Yerel seçim kimine göre beklenen, kimine göre ise sürpriz bir sonuçla bitti. Araba devrildikten sonra yol gösteren çok olur misali biz demiştik, tahmin etmiştik diyen de çok oldu. Öyle veya böyle artık önümüzdeki dört buçuk yıllık icraat dönemine odaklanmalıyız. Mahalle bakkalından işadamına kadar hele bir seçim geçsin bahanesini bir kenara bırakmalıyız.
Yerel seçimin kazananı çok, kaybedeni neredeyse hiç olur. Herkes partisinin artılarından bahsederken, eksik kısımlarını ya görmezden gelir, ya da parti içinde değerlendirir. Şu parti şöyle kazandı, bu parti böyle kaybetti falan mevzuna girmeyeceğim. Çünkü bir haftadır seçim üzerine analiz adı altında o kadar çok şey yazıldı, söylendi ki… İstanbul’da netice ne olur bilinmez ama Ankara’da özellikle 18-25 yaş arası kitle bir macera aradı. Ak Parti’den öncesini hatırlamıyoruz ki diyen bu kitle Ankara’yı beş yıllığına CHP’ye verdi. Memnun kalacaklar mı göreceğiz. Ankara’da yaşayan birisi olarak Ankara’nın geleceğinden ümitli değilim.
Konya’da bir sürpriz beklenmiyordu, olmadı da. Ak Parti’nin oylarında belki kısmi bir düşüş olur deniyordu ama güçlü adaylar sayesinde bu düşüş olmadı. Güçlü ve seçim döneminde terleyen aday mevzuu önemli. Konya’nın kazanılıp, Ankara’nın kaybedilmesinde etken işte bu güçlü ve terleyen aday meselesi oldu. Saadet Partisi’nin bir partiden çok ak saçlılar derneğine dönüştüğü de bir kez daha tescillendi. Ne diyelim Erbakan hocanın partisini bu hâle getirenler utansın. Konya’nın önümüzdeki dönemde önü açık. İnşallah yıllardır ihmal edilen Karatay ilçesi de hiç olmazsa Selçuklu seviyesine getirilir. Mevlana Kültür Merkezi ve çevresindeki 20 yıldır bitmeyen inşaat faaliyetleri nihayete erdirilir…
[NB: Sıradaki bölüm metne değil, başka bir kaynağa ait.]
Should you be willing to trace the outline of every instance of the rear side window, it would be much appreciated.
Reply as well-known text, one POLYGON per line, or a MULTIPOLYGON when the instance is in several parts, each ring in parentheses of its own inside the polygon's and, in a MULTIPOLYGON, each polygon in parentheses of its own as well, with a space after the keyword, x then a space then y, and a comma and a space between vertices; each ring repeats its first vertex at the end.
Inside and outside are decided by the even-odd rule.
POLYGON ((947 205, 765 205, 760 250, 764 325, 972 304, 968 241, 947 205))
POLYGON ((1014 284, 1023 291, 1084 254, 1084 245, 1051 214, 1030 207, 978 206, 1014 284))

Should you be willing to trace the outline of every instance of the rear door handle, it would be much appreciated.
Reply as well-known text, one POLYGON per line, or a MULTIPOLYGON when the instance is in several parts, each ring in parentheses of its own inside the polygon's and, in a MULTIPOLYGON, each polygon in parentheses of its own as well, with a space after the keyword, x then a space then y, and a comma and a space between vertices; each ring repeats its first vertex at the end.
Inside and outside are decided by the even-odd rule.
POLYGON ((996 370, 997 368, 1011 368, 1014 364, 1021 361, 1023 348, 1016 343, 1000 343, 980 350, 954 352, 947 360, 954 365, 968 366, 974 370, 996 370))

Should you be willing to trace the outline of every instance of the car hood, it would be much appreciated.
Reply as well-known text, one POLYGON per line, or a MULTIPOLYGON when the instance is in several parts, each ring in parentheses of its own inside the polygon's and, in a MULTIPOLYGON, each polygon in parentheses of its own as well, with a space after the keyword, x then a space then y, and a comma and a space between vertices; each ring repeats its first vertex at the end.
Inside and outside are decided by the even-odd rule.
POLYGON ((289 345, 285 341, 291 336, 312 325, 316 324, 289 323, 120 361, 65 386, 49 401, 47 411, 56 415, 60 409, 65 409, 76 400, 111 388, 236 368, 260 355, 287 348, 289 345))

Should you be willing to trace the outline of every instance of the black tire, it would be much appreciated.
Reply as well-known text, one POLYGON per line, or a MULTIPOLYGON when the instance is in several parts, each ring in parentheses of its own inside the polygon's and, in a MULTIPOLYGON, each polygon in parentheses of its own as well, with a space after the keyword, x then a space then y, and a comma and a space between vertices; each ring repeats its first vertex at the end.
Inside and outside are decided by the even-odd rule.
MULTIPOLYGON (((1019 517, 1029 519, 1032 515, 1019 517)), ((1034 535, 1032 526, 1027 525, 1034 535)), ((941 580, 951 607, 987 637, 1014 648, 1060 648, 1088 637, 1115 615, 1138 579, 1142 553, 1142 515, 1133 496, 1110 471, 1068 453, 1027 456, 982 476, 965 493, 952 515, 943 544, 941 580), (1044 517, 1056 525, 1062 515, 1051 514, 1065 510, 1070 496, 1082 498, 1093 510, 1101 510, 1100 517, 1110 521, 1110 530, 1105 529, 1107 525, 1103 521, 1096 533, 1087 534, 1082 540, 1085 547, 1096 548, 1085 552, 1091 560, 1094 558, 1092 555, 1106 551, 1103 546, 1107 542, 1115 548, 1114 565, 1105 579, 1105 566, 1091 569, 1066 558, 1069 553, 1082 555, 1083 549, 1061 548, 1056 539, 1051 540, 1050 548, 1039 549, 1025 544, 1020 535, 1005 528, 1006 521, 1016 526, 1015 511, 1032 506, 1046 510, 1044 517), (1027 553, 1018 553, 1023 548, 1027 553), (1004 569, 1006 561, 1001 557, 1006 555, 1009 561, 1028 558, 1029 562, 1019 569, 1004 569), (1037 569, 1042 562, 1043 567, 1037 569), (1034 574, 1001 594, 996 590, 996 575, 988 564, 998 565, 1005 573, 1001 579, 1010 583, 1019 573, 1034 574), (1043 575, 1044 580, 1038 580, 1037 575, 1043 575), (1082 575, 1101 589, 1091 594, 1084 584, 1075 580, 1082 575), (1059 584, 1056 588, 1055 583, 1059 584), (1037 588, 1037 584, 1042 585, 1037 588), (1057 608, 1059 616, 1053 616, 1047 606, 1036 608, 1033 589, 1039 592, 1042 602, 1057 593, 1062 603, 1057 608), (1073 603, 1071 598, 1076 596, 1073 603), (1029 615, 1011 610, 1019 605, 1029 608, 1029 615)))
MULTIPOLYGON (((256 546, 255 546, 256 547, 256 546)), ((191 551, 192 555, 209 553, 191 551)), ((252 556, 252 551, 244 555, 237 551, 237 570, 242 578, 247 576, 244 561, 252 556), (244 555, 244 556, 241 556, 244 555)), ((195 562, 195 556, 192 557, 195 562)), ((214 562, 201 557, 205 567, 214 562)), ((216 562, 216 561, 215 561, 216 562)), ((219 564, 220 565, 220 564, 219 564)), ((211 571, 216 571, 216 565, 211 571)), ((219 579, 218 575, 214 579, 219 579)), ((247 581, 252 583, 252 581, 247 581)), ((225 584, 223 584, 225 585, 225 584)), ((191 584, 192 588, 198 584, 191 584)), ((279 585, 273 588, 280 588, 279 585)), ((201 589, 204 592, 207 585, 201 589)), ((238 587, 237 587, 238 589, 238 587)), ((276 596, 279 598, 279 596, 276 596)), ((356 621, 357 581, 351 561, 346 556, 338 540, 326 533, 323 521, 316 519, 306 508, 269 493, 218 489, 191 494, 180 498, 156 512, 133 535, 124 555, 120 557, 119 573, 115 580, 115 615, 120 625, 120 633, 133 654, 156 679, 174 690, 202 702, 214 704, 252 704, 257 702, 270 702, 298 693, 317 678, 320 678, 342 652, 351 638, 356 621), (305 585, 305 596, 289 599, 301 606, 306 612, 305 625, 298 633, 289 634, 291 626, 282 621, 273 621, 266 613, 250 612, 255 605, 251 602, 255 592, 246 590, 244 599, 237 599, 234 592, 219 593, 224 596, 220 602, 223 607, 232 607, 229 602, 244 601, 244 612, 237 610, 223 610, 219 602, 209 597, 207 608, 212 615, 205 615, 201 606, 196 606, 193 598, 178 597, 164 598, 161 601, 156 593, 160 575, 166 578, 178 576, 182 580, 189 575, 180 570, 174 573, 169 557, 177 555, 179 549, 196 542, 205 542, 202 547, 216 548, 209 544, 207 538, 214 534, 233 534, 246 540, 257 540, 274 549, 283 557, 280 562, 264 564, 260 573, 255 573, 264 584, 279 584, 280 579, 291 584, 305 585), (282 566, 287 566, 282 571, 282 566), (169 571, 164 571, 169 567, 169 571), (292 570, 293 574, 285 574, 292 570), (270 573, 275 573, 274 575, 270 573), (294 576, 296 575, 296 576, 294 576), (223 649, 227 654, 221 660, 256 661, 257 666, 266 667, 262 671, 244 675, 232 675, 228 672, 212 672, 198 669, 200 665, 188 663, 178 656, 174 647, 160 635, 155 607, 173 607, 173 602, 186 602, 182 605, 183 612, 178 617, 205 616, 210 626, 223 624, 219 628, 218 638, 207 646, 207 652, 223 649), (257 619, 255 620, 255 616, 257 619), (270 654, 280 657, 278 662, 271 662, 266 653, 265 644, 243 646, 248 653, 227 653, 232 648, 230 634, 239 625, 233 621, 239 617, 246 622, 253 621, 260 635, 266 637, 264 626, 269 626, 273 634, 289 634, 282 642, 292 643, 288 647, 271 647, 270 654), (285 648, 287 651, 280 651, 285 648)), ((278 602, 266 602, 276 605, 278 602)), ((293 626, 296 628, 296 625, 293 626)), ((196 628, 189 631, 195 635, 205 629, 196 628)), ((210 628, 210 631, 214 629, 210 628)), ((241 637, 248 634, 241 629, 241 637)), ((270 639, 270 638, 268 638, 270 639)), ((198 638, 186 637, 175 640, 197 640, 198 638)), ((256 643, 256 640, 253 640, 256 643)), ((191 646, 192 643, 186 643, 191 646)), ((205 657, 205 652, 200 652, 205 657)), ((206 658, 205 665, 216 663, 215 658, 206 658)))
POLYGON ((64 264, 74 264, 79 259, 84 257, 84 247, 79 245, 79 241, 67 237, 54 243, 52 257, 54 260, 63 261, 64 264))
Seçim sürecinde kısmen ötelediğimiz iç ve dış meseleler biraz daha artmış bir şekilde bekliyor. Bir an önce kolları sıvayıp çalışmaya başlamalıyız. Yoksa seçim, Ramazan, bayram, yaz rehaveti diye bahane zincirine yeni halkalar eklemeye devam edersek işimiz zor. Seçimden sonra ekonomi de beklenen kaos çok şükür yaşanmadı. Lâkin piyasaların, döviz ve altının mevcut hali de pek iç açıcı değil. Ekonomide bir şekilde çarkların hızlandırılıp, piyasaların ve vatandaşın nefes alması lazım. Ekonominin her şeyden önce geldiği seçim sonuçlarıyla bir kez daha ispatlandı.
Dış politikaya da terör ve Suriye başta olmak üzere yeniden odaklanmalıyız. Akşamdan sabaha çok şey değişiyor. Unuttuğumuz, sakinleşti zannettiğimiz Libya bile bir anda hareketlenmeye başladı. Bölgemiz ise karışık. Artık vakti geldi mottolu twittleriyle Trump’ın yine ne işler çevireceğini önceden tahmin edip, önlem almak zorundayız. Bundan sonrasında ne olacağına biz karar vermeliyiz. Kısır çekişmelerle, laf siyasetiyle büyük meselelerimizi çözemeyiz. Yine bütün yük iktidarda olacak. Muhalefet genel anlamda kaybettiği seçimin zafer sarhoşluğunun içinde, ülkenin geleceği de pek umurlarında değil. Sonuçta, ne olacak yani PYD-YPG bize mi saldıracak diyebilen bir ana muhalefet liderine sahibiz…
Bir yandan seçimden sonra ortaya çıkan tabloyu değerlendirip neden böyle bir sonuçla karşılaşıldığı analiz edilirken, diğer yandan da geleceğe dair yeni şeyler söylemek lazım. Neden böyle oldu sorusu önemli ama asıl önemli olan bundan sonra ne olacak? Olmalıdır. Boş yere vakit geçirmeyi bir kenara bırakıp, temel meselelerimize odaklanmak zorundayız. İçinde bulunduğumuz coğrafyanın boşluk kabul etmediğini unutmamalıyız…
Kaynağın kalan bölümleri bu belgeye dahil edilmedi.